The risks associated with AI are not entirely new—they resemble traditional third-party risk management, data security, and regulatory challenges, now applied to a new technology. The same fundamental risk assessments apply: Where does AI process data? Who controls the infrastructure? What are the dependencies and potential vulnerabilities?

For example, AI models like DeepSeek claim to match OpenAI’s performance while using fewer computing resources, making AI more affordable and accessible. However, a closer look at its privacy policies reveals potential data retention on Chinese servers, raising serious compliance concerns. This highlights why organizations must carefully evaluate vendor lock-in risks, data sovereignty issues, and security implications before integrating AI into core business processes.

Ultimately, transparency and accountability must be at the core of AI governance. AI systems should be designed with built-in auditing mechanisms and human oversight, preventing them from becoming uncontrolled black boxes.

Organizations that integrate AI governance into their strategy from the start will not only reduce regulatory and security risks but also enable responsible, scalable AI adoption. By embedding security, compliance, and risk management into AI from day one, businesses can ensure AI is a trusted, high-impact enabler rather than an unmanaged liability.

AI as a responsible business enabler

AI is rapidly becoming a core driver of business innovation, but its success depends on how it is engineered, governed, and integrated into operations. Businesses must prioritize precision, oversight, agility, security, and governance to ensure AI delivers measurable value. Narrow AI should be the focus for domain-specific applications, where it can provide high accuracy and tangible business impact. At the same time, AI must always operate within the human loop, ensuring human oversight and accountability. Engineering is critical—data, cloud, and software engineering are what transforms AI from an experimental tool into a fully integrated, high-performance business asset.

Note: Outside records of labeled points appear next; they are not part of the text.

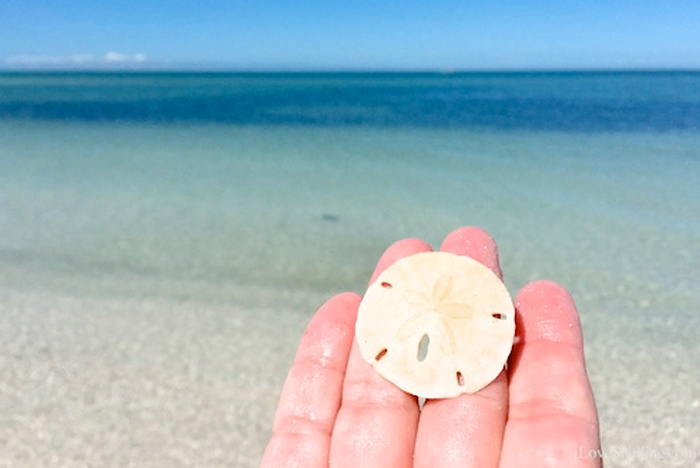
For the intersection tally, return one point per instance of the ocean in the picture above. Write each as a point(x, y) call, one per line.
point(257, 195)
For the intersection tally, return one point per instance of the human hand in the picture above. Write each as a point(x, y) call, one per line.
point(336, 411)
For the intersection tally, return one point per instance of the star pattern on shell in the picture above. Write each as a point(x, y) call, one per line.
point(437, 312)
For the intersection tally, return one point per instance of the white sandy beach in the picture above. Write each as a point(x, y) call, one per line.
point(157, 382)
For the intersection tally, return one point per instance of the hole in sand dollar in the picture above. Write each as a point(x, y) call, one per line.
point(423, 348)
point(380, 354)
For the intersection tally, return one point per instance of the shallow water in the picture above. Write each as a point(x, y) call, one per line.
point(278, 207)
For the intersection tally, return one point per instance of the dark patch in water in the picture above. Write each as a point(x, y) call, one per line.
point(330, 218)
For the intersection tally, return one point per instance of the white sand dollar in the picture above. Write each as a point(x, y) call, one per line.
point(437, 325)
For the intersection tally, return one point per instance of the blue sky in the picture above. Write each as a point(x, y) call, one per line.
point(350, 35)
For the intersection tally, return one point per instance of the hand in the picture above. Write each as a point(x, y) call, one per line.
point(336, 411)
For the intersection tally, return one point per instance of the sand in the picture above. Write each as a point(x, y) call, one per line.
point(162, 382)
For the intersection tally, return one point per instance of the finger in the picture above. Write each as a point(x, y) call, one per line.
point(466, 431)
point(376, 424)
point(552, 418)
point(311, 395)
point(475, 243)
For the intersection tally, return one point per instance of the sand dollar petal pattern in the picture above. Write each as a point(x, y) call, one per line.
point(437, 325)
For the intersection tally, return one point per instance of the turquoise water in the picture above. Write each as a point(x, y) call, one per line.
point(245, 200)
point(206, 184)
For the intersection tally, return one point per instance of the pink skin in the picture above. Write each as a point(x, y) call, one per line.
point(336, 411)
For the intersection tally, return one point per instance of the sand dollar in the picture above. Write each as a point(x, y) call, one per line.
point(437, 325)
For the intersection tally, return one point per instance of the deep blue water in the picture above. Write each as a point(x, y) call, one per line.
point(602, 101)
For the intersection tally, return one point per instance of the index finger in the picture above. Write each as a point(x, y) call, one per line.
point(552, 415)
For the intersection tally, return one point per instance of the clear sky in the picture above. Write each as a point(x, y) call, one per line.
point(351, 34)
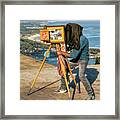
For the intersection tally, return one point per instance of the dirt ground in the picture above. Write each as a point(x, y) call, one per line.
point(49, 81)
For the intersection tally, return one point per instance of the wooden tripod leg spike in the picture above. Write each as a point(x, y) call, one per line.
point(64, 73)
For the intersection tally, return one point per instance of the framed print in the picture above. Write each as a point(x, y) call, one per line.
point(61, 62)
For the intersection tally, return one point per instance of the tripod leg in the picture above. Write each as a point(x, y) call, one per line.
point(64, 73)
point(71, 73)
point(34, 80)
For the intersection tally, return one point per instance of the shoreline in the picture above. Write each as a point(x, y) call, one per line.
point(28, 69)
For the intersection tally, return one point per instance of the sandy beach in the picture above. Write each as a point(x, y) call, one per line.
point(49, 81)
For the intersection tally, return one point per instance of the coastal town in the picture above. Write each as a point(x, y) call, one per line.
point(32, 51)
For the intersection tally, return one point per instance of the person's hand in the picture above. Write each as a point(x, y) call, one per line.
point(59, 52)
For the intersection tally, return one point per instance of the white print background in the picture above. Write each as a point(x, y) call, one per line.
point(13, 15)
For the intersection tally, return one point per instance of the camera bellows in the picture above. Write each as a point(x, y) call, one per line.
point(73, 32)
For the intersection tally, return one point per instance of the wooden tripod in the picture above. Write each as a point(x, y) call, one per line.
point(62, 69)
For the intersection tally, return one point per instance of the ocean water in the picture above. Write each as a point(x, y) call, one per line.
point(91, 28)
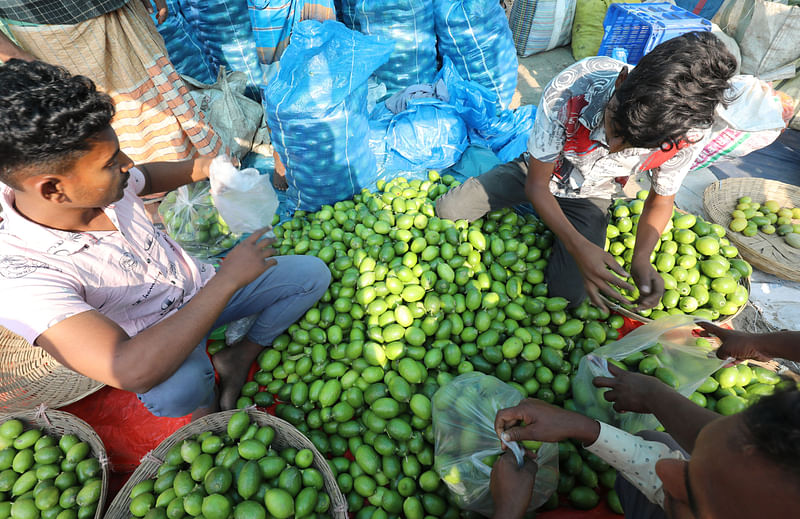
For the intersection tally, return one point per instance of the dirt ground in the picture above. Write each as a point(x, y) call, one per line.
point(534, 72)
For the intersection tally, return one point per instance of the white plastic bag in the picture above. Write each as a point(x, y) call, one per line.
point(680, 359)
point(244, 198)
point(466, 442)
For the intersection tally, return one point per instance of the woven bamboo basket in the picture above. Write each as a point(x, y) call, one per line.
point(29, 376)
point(60, 423)
point(286, 435)
point(769, 253)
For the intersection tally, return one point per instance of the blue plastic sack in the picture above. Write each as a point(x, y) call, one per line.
point(428, 134)
point(346, 13)
point(409, 24)
point(505, 132)
point(508, 133)
point(274, 20)
point(476, 104)
point(223, 27)
point(476, 36)
point(316, 108)
point(186, 53)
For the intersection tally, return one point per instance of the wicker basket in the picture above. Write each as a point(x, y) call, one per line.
point(60, 423)
point(636, 317)
point(286, 435)
point(769, 253)
point(30, 376)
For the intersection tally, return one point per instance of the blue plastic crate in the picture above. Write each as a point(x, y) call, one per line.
point(638, 28)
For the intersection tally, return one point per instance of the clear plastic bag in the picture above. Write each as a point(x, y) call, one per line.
point(466, 442)
point(245, 198)
point(191, 219)
point(681, 361)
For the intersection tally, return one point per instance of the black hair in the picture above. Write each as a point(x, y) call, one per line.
point(773, 427)
point(672, 89)
point(48, 117)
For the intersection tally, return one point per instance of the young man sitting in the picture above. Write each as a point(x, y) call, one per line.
point(86, 275)
point(597, 125)
point(712, 467)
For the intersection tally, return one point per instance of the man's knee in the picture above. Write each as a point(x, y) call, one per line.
point(461, 201)
point(188, 389)
point(312, 273)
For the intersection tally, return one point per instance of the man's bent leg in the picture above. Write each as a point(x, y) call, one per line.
point(191, 387)
point(500, 187)
point(634, 503)
point(280, 296)
point(590, 218)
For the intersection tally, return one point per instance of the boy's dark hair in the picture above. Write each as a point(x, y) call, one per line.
point(674, 88)
point(773, 427)
point(47, 117)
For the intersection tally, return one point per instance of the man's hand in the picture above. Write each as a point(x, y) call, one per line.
point(161, 8)
point(739, 345)
point(599, 269)
point(512, 486)
point(533, 419)
point(650, 284)
point(249, 259)
point(632, 392)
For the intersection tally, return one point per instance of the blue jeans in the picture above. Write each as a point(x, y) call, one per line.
point(280, 296)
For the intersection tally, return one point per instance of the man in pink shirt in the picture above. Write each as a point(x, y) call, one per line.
point(85, 275)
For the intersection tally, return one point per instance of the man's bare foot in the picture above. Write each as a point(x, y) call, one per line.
point(232, 365)
point(279, 181)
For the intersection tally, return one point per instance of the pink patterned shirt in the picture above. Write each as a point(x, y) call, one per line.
point(135, 276)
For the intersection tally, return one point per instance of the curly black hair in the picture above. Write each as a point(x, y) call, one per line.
point(773, 427)
point(48, 117)
point(673, 89)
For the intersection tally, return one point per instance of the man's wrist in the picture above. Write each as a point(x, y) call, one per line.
point(585, 429)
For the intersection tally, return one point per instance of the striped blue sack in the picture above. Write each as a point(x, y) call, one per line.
point(274, 20)
point(409, 24)
point(186, 53)
point(316, 107)
point(475, 35)
point(223, 28)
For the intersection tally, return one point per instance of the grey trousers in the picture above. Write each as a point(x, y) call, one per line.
point(634, 503)
point(504, 186)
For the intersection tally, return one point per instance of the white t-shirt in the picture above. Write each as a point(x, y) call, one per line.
point(136, 275)
point(569, 131)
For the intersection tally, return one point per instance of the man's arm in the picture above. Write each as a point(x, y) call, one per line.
point(95, 346)
point(8, 50)
point(168, 176)
point(758, 346)
point(657, 212)
point(595, 264)
point(633, 456)
point(634, 392)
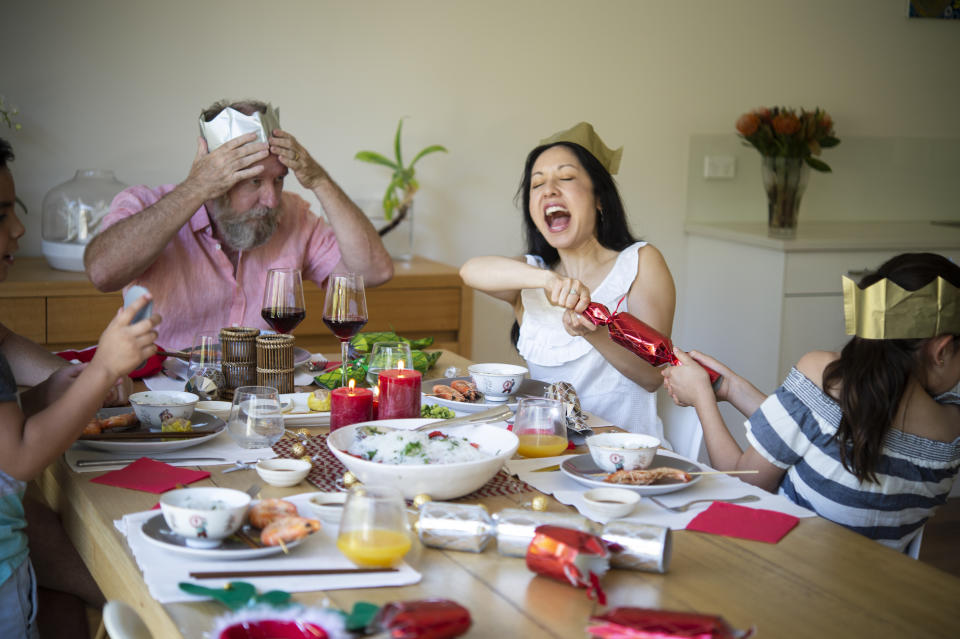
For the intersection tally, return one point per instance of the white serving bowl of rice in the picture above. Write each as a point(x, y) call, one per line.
point(450, 476)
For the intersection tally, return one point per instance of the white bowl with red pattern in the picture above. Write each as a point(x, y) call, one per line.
point(622, 451)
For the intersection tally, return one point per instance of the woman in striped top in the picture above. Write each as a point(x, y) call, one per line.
point(869, 437)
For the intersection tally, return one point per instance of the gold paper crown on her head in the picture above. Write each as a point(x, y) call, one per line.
point(885, 310)
point(230, 124)
point(584, 135)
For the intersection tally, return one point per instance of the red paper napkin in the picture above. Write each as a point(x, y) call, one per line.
point(152, 366)
point(733, 520)
point(150, 476)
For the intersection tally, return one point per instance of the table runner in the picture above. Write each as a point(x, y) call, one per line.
point(327, 472)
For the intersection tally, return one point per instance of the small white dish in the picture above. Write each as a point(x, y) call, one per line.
point(220, 409)
point(204, 516)
point(327, 506)
point(155, 407)
point(497, 382)
point(283, 472)
point(622, 451)
point(610, 502)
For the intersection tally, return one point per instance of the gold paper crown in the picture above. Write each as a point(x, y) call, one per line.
point(584, 135)
point(885, 310)
point(230, 124)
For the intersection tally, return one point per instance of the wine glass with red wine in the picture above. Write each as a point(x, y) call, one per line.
point(283, 308)
point(345, 311)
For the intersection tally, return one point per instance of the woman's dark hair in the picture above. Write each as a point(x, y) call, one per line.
point(6, 153)
point(612, 229)
point(872, 374)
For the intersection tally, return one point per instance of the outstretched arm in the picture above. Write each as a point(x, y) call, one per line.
point(122, 252)
point(689, 385)
point(652, 299)
point(361, 249)
point(28, 445)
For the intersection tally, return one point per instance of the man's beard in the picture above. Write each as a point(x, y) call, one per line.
point(247, 230)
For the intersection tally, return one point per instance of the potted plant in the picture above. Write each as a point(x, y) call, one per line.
point(398, 198)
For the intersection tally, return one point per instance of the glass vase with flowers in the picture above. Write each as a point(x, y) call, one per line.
point(790, 144)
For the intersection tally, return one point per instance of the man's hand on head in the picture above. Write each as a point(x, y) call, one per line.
point(296, 158)
point(216, 172)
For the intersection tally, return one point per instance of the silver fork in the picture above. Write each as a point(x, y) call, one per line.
point(684, 507)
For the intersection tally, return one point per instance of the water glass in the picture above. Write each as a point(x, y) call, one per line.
point(386, 355)
point(541, 426)
point(374, 530)
point(256, 420)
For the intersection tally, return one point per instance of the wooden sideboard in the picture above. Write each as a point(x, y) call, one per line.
point(62, 309)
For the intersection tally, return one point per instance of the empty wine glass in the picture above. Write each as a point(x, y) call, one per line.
point(541, 427)
point(387, 355)
point(283, 308)
point(374, 530)
point(345, 311)
point(256, 420)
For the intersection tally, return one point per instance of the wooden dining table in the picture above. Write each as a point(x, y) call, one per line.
point(820, 580)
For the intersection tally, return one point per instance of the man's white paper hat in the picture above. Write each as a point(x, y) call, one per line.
point(230, 124)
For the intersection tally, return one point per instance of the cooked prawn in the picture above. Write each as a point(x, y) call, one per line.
point(283, 530)
point(467, 389)
point(446, 392)
point(96, 426)
point(267, 510)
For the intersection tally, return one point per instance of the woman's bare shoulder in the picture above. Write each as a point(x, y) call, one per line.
point(814, 363)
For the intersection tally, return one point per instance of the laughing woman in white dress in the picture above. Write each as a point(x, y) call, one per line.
point(579, 249)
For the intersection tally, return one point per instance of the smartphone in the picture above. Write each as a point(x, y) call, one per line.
point(132, 295)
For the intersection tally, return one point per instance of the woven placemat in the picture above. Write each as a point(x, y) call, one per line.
point(327, 472)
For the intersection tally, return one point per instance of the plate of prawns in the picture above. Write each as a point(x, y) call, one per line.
point(460, 394)
point(273, 526)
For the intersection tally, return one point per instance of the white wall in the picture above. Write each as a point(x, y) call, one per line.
point(118, 84)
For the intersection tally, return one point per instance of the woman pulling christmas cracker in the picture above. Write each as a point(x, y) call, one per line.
point(865, 437)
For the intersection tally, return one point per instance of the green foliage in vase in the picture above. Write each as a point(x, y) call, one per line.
point(402, 186)
point(780, 132)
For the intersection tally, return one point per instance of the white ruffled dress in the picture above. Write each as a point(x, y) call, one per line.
point(553, 355)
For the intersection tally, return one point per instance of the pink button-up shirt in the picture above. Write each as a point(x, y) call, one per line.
point(193, 282)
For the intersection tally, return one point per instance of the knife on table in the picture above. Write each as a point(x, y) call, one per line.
point(127, 460)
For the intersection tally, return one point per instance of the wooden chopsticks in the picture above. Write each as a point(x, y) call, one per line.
point(286, 573)
point(146, 435)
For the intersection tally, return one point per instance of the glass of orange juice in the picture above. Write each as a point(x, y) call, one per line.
point(374, 530)
point(541, 427)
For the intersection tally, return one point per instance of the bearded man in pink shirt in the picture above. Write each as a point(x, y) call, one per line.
point(203, 247)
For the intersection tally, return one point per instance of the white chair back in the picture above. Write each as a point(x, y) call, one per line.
point(123, 622)
point(682, 429)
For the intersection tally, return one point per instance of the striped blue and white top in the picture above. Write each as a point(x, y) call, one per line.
point(794, 429)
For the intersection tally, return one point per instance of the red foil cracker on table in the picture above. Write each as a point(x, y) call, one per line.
point(423, 619)
point(572, 556)
point(637, 336)
point(644, 623)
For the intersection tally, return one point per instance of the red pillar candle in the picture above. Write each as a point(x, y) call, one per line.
point(399, 393)
point(349, 405)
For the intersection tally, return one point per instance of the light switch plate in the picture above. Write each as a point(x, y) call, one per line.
point(719, 167)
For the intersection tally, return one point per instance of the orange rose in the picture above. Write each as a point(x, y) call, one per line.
point(786, 124)
point(748, 124)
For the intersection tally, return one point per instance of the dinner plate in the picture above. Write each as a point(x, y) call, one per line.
point(156, 531)
point(528, 387)
point(299, 414)
point(201, 421)
point(583, 469)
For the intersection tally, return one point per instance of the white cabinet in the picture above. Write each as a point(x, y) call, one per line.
point(758, 304)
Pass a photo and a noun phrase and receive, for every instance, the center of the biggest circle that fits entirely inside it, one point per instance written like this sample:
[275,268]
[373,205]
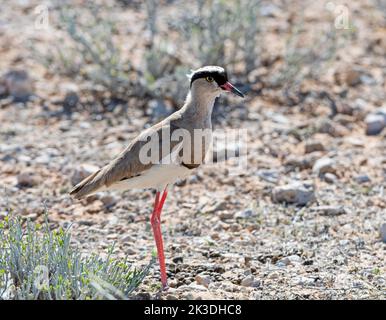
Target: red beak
[227,86]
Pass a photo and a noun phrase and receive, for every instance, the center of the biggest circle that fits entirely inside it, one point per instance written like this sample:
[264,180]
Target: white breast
[158,176]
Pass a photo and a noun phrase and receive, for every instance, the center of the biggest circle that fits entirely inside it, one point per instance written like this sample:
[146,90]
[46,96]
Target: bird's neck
[199,107]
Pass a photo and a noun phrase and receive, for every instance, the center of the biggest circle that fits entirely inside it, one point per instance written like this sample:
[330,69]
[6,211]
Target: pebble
[290,260]
[299,193]
[203,279]
[108,200]
[312,146]
[330,177]
[329,210]
[245,214]
[26,179]
[178,259]
[323,166]
[383,232]
[374,124]
[250,281]
[18,84]
[362,178]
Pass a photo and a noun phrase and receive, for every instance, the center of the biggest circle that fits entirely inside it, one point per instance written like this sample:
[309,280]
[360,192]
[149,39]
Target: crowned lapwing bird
[166,152]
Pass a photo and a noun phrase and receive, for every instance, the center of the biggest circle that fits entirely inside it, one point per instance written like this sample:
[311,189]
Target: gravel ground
[305,220]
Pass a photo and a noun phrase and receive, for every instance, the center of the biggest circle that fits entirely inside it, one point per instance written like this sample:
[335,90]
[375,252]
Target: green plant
[39,263]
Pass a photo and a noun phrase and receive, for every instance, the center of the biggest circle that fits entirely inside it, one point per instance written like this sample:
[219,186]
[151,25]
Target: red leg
[156,225]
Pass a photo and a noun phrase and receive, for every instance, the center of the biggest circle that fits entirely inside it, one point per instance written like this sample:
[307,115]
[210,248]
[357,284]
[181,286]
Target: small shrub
[39,263]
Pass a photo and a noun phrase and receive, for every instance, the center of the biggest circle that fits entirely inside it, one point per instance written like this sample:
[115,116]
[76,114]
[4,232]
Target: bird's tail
[87,186]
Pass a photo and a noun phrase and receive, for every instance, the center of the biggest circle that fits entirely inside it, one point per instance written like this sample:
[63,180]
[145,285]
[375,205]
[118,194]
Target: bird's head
[212,80]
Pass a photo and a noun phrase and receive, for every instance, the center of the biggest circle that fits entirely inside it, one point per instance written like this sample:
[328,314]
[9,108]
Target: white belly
[158,177]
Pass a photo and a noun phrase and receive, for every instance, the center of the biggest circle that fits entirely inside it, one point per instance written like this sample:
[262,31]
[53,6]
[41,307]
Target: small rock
[250,281]
[108,201]
[299,193]
[290,260]
[158,109]
[245,214]
[329,210]
[70,101]
[225,215]
[18,85]
[203,279]
[82,172]
[330,177]
[178,259]
[127,239]
[26,179]
[362,178]
[312,146]
[383,232]
[374,124]
[348,76]
[324,165]
[95,207]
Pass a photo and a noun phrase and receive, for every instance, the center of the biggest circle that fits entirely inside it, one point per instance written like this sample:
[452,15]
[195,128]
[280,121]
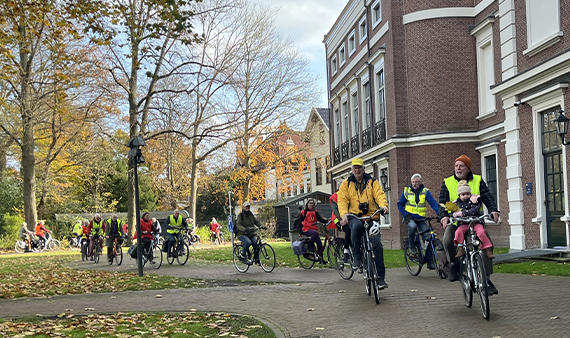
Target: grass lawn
[156,325]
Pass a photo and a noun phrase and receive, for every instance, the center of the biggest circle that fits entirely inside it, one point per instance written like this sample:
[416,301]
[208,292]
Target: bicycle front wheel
[481,285]
[413,262]
[239,264]
[307,261]
[267,257]
[183,253]
[156,260]
[119,254]
[373,275]
[344,269]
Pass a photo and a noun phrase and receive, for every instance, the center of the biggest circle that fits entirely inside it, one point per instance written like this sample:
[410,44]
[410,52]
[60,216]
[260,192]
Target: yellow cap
[357,161]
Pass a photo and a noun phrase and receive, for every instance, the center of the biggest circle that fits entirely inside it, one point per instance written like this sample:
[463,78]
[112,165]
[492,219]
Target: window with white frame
[362,29]
[366,105]
[380,96]
[355,116]
[489,170]
[376,13]
[341,55]
[543,24]
[485,70]
[334,65]
[345,121]
[337,128]
[351,43]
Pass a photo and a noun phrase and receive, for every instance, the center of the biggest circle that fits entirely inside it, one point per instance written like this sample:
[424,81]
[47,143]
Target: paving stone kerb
[527,306]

A Fire-Ready-Aim approach accelerates AI adoption, allowing businesses to move beyond drawn-out proof-of-concept cycles and embrace rapid, iterative deployment that delivers real impact. AI platforms must be secure, stable, and scalable, mitigating risks such as shadow IT, data leaks, and uncontrolled model behaviors. At the same time, strong AI governance frameworks are essential to balance innovation with compliance, transparency, and regulatory alignment.

AI is neither a risk nor a silver bullet—it is a business enabler, and its success depends on how it is designed, deployed, and governed. Organizations that take a strategic, structured approach will gain more than just automation; they will build a trusted AI ecosystem that enhances decision-making, strengthens resilience, and drives competitive advantage—without compromising security, autonomy, or ethical standards.